Pemex aims for 1 million bpd rise in crude output
Daniel Becerril / Reuters
A view of the headquarters of state owned oil company Pemex in Mexico City, Mexico March 5, 2019.
Reporting by Ana Isabel Martinez / Reuters
Petroleumworld 05 22 2019
Mexican state oil company Pemex is striving to increase oil production by 1 million barrels per day (bpd) by the end of 2024 by developing existing oilfields and others yet to be discovered, the company's chief executive said.
If the target is met, the heavily indebted company will surpass President Andres Manuel Lopez Obrador's goal of ending his term with oil production of 2.4 million bpd, well above the current level of 1.7 million bpd.
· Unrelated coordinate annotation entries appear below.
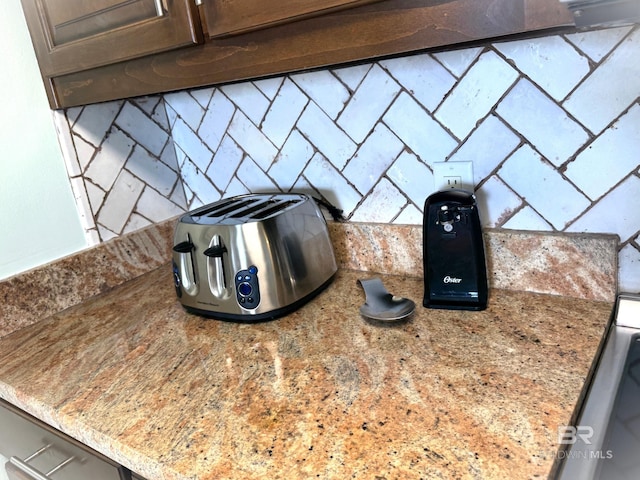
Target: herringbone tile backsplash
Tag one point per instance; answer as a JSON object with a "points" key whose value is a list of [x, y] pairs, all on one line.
{"points": [[551, 125]]}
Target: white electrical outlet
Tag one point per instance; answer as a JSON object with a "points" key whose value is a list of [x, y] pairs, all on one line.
{"points": [[449, 175]]}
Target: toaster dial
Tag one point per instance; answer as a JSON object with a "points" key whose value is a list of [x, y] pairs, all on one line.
{"points": [[247, 289]]}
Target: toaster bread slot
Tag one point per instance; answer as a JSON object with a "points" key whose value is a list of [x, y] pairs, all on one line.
{"points": [[215, 267]]}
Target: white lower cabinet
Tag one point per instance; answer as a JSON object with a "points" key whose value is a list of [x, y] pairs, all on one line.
{"points": [[32, 450]]}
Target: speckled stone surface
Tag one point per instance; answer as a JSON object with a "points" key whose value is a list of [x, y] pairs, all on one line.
{"points": [[34, 295], [577, 265], [320, 393], [573, 265]]}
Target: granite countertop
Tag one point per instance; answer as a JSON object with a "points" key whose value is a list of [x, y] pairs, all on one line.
{"points": [[319, 393]]}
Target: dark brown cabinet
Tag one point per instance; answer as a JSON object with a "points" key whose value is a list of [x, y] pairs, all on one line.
{"points": [[76, 35], [228, 17], [99, 50]]}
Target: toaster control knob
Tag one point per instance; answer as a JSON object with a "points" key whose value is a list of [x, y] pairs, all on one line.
{"points": [[247, 289]]}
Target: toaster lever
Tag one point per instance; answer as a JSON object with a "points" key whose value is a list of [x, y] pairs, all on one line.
{"points": [[186, 269], [215, 267], [215, 251], [183, 247]]}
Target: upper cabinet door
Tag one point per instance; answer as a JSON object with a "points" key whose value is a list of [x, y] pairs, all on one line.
{"points": [[75, 35], [229, 17]]}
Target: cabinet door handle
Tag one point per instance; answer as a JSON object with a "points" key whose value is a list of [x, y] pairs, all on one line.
{"points": [[161, 7], [32, 472]]}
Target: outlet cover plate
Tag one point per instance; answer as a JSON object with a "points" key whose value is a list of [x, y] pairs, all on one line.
{"points": [[449, 175]]}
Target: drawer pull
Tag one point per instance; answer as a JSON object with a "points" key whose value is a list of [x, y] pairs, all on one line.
{"points": [[34, 473]]}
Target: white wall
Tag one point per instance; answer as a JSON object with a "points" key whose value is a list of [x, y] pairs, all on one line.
{"points": [[38, 217]]}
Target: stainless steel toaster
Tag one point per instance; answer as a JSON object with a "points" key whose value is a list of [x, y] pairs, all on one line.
{"points": [[252, 257]]}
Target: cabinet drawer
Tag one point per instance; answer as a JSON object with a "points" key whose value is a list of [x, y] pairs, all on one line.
{"points": [[28, 446]]}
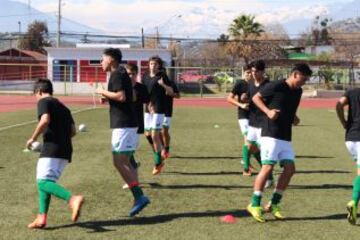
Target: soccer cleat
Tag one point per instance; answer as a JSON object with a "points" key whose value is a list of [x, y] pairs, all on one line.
{"points": [[269, 183], [275, 210], [157, 169], [164, 154], [167, 154], [256, 213], [139, 205], [39, 222], [247, 173], [352, 212], [76, 203]]}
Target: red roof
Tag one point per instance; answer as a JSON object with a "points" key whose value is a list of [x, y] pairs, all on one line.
{"points": [[18, 53]]}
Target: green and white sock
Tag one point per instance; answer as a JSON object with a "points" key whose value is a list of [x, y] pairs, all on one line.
{"points": [[276, 196], [157, 158], [356, 190], [51, 187], [44, 201], [246, 157], [258, 157], [256, 199]]}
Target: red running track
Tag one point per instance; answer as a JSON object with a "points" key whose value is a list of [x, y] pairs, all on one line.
{"points": [[10, 103]]}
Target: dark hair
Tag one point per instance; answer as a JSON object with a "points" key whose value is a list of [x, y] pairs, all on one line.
{"points": [[158, 60], [43, 85], [258, 65], [302, 68], [247, 67], [115, 53], [132, 67]]}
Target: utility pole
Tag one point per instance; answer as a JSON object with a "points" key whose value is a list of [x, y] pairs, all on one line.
{"points": [[157, 37], [59, 25], [142, 38]]}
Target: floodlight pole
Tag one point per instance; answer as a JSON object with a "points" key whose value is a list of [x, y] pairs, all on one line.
{"points": [[59, 25]]}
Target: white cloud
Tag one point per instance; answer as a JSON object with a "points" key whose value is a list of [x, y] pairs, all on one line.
{"points": [[197, 17]]}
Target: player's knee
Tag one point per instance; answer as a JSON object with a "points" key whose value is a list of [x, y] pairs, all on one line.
{"points": [[289, 169]]}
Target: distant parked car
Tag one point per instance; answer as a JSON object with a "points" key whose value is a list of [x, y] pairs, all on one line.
{"points": [[193, 76], [226, 77]]}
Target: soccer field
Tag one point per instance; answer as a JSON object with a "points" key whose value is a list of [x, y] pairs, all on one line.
{"points": [[202, 181]]}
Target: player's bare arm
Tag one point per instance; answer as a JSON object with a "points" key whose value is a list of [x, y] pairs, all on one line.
{"points": [[232, 99], [340, 105], [41, 126], [73, 130], [115, 96], [169, 90], [272, 114], [296, 120]]}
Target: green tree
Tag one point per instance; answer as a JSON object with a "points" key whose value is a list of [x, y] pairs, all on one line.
{"points": [[245, 26], [242, 31], [36, 37]]}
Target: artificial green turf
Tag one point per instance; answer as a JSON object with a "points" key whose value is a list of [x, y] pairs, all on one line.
{"points": [[202, 181]]}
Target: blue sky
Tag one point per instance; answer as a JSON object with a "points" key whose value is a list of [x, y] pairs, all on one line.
{"points": [[125, 16]]}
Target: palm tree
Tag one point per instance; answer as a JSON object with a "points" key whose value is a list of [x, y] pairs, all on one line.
{"points": [[242, 29], [244, 26]]}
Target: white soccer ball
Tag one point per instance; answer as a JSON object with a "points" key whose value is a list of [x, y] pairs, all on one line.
{"points": [[36, 146], [82, 128]]}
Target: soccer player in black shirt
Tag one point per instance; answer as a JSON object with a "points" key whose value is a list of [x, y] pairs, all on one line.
{"points": [[351, 99], [238, 97], [279, 100], [142, 97], [159, 87], [57, 128], [123, 122], [165, 136], [256, 116]]}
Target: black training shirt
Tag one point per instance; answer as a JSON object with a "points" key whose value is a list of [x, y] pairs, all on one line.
{"points": [[157, 92], [57, 135], [122, 114], [240, 88], [256, 116], [278, 95], [170, 100], [353, 120], [142, 97]]}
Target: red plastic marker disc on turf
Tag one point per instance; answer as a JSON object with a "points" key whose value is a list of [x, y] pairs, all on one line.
{"points": [[228, 219]]}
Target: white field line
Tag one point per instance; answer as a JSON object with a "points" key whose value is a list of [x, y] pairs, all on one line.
{"points": [[34, 121]]}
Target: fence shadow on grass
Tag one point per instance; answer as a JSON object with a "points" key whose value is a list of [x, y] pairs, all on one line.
{"points": [[322, 171], [100, 226], [194, 186], [205, 157], [239, 173], [202, 173], [328, 217], [312, 156], [322, 186]]}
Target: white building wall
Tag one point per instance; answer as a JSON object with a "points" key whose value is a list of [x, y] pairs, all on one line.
{"points": [[95, 54]]}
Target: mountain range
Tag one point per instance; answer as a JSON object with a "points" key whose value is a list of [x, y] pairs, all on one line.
{"points": [[197, 22]]}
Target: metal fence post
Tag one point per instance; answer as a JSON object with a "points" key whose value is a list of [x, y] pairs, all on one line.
{"points": [[64, 79]]}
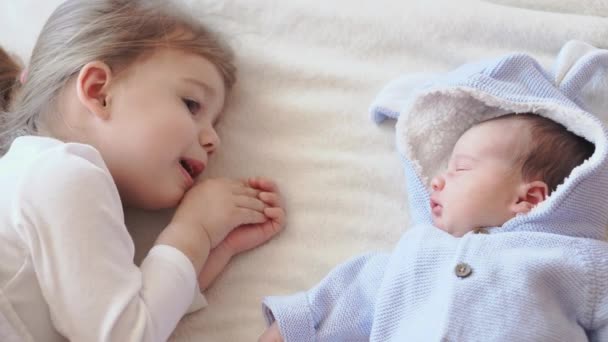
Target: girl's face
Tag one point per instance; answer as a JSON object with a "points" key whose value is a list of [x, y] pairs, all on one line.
{"points": [[161, 129]]}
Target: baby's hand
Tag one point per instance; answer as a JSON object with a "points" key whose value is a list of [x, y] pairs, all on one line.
{"points": [[272, 334], [217, 206], [253, 234]]}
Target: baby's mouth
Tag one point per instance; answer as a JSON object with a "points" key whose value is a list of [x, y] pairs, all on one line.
{"points": [[192, 166]]}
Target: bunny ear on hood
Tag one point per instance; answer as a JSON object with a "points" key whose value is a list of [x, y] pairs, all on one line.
{"points": [[433, 114]]}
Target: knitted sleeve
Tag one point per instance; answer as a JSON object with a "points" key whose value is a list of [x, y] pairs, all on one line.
{"points": [[339, 308], [597, 294]]}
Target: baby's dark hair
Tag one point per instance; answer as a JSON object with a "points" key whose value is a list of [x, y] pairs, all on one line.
{"points": [[554, 151]]}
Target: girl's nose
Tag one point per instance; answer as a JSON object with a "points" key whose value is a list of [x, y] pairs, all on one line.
{"points": [[437, 183], [209, 139]]}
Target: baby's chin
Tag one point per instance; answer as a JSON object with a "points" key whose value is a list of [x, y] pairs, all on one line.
{"points": [[448, 229]]}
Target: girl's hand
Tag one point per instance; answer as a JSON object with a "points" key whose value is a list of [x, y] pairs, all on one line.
{"points": [[272, 334], [251, 235], [247, 236], [216, 206], [207, 213]]}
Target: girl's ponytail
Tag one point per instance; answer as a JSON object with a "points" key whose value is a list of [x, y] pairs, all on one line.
{"points": [[9, 79]]}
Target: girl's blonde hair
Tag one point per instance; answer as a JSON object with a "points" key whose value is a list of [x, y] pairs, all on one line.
{"points": [[116, 32]]}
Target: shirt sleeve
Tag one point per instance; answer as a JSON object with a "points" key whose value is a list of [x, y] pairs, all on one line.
{"points": [[73, 223], [597, 258], [339, 308]]}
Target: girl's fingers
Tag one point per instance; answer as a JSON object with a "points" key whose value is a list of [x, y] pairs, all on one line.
{"points": [[264, 184], [243, 189], [248, 216], [272, 199], [276, 214], [252, 203]]}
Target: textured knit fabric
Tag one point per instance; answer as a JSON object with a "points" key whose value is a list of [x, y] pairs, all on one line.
{"points": [[539, 277], [67, 270]]}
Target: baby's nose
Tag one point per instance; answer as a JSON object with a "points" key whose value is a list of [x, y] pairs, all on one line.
{"points": [[437, 183]]}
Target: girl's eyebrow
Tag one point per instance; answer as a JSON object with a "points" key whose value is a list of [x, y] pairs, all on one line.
{"points": [[205, 87], [464, 157]]}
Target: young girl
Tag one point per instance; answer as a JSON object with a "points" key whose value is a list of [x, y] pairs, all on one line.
{"points": [[117, 108]]}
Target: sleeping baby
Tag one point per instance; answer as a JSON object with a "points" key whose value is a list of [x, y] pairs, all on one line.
{"points": [[507, 244]]}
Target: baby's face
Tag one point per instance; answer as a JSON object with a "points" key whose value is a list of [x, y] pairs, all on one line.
{"points": [[481, 184]]}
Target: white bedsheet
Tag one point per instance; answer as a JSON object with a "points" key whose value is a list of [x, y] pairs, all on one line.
{"points": [[308, 72]]}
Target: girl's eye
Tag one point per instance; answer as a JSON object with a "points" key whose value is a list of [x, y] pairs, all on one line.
{"points": [[192, 105]]}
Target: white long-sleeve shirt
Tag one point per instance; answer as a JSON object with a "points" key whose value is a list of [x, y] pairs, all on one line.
{"points": [[67, 268]]}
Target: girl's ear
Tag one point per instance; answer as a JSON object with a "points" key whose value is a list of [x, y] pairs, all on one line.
{"points": [[530, 195], [92, 88]]}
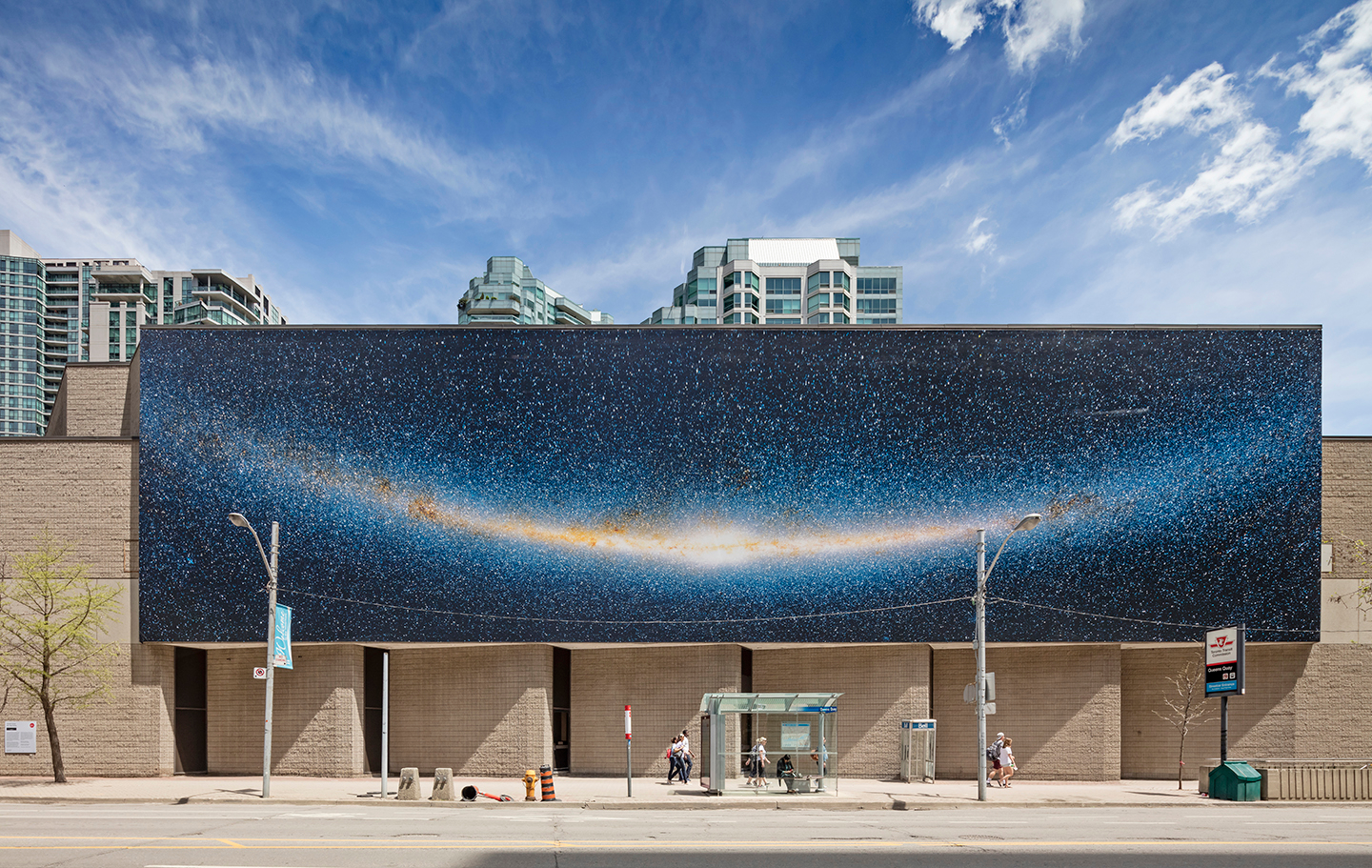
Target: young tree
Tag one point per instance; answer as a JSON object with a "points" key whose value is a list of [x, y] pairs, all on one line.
{"points": [[1185, 705], [51, 616]]}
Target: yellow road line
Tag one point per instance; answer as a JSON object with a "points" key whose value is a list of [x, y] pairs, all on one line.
{"points": [[295, 843]]}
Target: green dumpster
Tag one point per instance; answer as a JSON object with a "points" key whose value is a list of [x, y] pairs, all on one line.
{"points": [[1235, 782]]}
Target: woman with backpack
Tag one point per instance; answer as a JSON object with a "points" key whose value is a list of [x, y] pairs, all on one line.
{"points": [[1007, 764]]}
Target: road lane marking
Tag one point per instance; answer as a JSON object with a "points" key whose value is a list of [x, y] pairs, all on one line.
{"points": [[652, 845]]}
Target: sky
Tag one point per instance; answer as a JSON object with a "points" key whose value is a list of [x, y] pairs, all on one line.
{"points": [[1025, 161]]}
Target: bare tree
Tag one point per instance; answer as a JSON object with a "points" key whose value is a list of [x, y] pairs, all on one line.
{"points": [[51, 616], [1185, 705]]}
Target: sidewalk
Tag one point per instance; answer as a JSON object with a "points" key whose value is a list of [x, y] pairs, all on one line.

Pemex Chief Executive Octavio Romero said the company is developing 20 new fields, including Ixachi, in the southeastern state of Veracruz, which could yield 1.3 billion barrels of potential reserves, according to updated figures.
“Ixachi and the rest of the fields under development will achieve production of around 320,000 bpd of oil and 900 million cubic feet (daily) of gas by the end of 2021,” Romero said at an event.
He added that further production will result from sites already in exploration.
“With this, we estimate reaching production of more than 1 million bpd of oil and 2,700 million cubic feet of gas at the end of this administration,” said Romero. “We are working intensely on all possible plans with authorized investment.”
With an estimated $106 billion in financial debt, Pemex is under intense scrutiny from credit ratings agencies.
Analysts and experts have said the company needs to increase its spending on exploration and production to discover reserves and develop them, halting the firm's long-running decline in output.
The administration of Lopez Obrador, who took office in December, has taken several measures to shore up the company's finances. Lopez Obrador has said Pemex was in ruins when he took office due to corruption and the neoliberal policies of previous administrations.